Together they mae up stories of heroes, giants, horses and other fun dreatures but unfortunately, these come true and that is where the horror starts. Polly later tries to remember what she did wrong and why Tomas Lynn was erased from her memory and what dark secret is behind those double memories.
All in all, it is a marvelous novel and I promise you, head to the nearest and most quiet cafe with this book and by the time you start the first page, you'll be longing for more.
Not many writers would have the courage needed to portray a heroine right from age ten to nineteen in one book, but Diana Wynne Jones has the skill to show all the subtle ways in which Polly changes. I have always tried to search out novels containing 'rights of passage' themes, but this is the most realistic description I've read of the awkwardness of teenage years getting in the way of a girl's true, strong nature, which wins out in the end. Polly suffers a lot of heartache from her parents' marriage breakup and subsequent bad relationships. This both isolates her and throws her onto the company of her sensible grandmother, who knows more than Polly thinks about the dark secrets of Hunsdon House. But she really has to think for herself and keep on her toes to defeat the truly sinister evil characters.
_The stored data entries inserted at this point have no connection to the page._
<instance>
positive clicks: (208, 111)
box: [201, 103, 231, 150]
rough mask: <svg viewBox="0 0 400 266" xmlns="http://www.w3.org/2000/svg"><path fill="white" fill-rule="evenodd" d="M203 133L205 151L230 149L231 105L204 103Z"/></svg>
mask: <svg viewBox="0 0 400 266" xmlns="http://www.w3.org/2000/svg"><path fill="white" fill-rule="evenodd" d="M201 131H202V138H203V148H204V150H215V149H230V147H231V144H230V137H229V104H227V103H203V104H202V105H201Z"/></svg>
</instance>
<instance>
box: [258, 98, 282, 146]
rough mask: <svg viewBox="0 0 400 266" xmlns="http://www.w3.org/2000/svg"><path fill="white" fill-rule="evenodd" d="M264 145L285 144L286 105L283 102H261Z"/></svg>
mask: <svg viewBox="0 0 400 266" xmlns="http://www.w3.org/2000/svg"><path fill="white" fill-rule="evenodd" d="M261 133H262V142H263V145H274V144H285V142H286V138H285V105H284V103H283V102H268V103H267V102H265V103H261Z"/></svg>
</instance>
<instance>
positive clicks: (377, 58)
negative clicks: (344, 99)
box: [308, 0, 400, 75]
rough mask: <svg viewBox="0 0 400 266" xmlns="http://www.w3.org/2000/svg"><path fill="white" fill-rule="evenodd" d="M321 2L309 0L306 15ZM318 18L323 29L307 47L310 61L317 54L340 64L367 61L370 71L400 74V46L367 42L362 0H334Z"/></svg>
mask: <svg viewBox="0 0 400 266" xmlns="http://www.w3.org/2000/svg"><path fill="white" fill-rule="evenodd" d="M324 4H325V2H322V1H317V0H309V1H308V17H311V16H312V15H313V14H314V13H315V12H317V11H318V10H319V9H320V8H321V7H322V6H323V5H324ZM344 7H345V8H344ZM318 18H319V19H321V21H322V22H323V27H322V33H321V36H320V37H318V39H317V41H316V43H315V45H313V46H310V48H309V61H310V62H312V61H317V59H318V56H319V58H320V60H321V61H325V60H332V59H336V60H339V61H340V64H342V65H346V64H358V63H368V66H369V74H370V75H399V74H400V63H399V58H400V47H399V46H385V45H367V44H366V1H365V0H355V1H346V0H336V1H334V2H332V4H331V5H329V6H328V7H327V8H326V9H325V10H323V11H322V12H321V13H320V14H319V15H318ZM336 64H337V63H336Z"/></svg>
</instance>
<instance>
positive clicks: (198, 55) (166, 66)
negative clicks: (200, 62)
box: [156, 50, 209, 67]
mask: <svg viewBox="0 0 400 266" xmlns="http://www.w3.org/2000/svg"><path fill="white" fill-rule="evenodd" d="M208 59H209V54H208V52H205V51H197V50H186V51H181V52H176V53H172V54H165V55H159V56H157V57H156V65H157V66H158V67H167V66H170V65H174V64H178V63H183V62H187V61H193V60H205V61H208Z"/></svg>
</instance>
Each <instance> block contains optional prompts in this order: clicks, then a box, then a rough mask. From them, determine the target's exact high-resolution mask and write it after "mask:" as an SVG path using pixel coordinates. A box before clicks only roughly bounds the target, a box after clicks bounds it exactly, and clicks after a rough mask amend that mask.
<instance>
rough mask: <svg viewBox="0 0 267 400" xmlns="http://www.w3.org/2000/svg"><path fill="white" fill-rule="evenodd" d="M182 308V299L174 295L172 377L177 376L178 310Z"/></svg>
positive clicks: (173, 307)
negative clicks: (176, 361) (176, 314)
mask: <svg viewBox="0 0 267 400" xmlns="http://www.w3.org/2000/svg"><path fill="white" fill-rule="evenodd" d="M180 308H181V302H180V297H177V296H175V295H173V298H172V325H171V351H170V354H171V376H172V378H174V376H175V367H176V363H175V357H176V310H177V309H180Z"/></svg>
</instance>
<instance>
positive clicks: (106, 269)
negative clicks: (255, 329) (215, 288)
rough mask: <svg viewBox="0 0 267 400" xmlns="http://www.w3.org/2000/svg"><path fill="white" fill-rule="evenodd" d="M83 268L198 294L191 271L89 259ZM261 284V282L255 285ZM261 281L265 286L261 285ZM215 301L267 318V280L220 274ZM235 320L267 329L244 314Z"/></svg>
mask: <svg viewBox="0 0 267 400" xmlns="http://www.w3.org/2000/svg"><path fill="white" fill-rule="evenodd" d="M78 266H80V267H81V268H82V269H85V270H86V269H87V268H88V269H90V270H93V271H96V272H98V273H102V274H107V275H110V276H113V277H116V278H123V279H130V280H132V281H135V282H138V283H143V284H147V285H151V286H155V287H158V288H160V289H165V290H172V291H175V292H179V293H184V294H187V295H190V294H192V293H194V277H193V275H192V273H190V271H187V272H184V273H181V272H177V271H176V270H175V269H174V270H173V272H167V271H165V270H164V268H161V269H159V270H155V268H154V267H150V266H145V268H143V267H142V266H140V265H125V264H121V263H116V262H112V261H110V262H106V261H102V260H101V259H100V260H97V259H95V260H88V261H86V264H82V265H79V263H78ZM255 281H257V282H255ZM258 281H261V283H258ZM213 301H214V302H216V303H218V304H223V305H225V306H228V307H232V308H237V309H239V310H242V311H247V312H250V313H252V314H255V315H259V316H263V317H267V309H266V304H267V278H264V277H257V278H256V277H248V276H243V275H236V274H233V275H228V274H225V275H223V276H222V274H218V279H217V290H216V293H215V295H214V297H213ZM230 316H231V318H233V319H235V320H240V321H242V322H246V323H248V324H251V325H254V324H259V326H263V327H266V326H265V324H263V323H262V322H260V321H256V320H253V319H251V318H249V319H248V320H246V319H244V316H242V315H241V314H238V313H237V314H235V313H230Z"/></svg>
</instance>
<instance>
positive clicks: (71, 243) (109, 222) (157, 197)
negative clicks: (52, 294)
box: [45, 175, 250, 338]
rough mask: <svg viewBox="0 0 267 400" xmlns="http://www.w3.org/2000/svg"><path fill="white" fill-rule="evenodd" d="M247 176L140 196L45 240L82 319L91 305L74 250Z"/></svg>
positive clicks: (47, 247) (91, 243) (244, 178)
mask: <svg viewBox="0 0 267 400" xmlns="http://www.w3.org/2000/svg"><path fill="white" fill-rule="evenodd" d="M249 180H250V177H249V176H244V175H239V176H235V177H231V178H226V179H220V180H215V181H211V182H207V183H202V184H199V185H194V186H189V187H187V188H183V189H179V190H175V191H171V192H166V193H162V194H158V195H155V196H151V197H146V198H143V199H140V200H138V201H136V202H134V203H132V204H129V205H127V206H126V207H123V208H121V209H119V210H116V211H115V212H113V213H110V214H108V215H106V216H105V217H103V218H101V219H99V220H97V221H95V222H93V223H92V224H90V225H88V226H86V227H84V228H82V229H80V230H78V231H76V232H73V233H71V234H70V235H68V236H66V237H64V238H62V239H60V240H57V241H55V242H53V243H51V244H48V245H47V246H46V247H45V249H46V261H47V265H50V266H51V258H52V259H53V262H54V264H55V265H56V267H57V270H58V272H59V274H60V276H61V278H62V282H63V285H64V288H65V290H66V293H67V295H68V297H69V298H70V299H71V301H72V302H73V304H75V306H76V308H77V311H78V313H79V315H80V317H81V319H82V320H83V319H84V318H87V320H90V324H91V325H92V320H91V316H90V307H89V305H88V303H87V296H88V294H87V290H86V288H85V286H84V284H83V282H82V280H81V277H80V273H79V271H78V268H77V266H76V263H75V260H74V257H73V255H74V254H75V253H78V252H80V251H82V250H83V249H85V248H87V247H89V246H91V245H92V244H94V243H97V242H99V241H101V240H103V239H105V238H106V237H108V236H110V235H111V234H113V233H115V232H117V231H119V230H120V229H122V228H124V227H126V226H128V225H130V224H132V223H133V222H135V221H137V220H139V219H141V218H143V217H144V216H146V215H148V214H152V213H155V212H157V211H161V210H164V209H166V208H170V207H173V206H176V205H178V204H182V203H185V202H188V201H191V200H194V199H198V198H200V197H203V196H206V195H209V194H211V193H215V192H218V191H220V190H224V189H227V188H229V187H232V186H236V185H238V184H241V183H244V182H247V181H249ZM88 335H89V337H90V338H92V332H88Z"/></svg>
As well as wanting to reread this book to explore its world more thoroughly, I hope you will want, like me, to seek out the old ballads whose words and meanings are woven throughout the story. And was the photograph a real one that the author had seen; did it inspire the whole book? By the way, a part of the book was set in Bristol, where I luckily used to live, so I recognised the descriptions of places and this really enhanced the action for me.
To sum up: a satisfying, exciting, old-fashioned magical adventure with convincing working in of fantasy into real life. If you are browsing for fantasy books for an older child, you should definitely buy this - but you'll have to try not to crease it too much before you let them read it!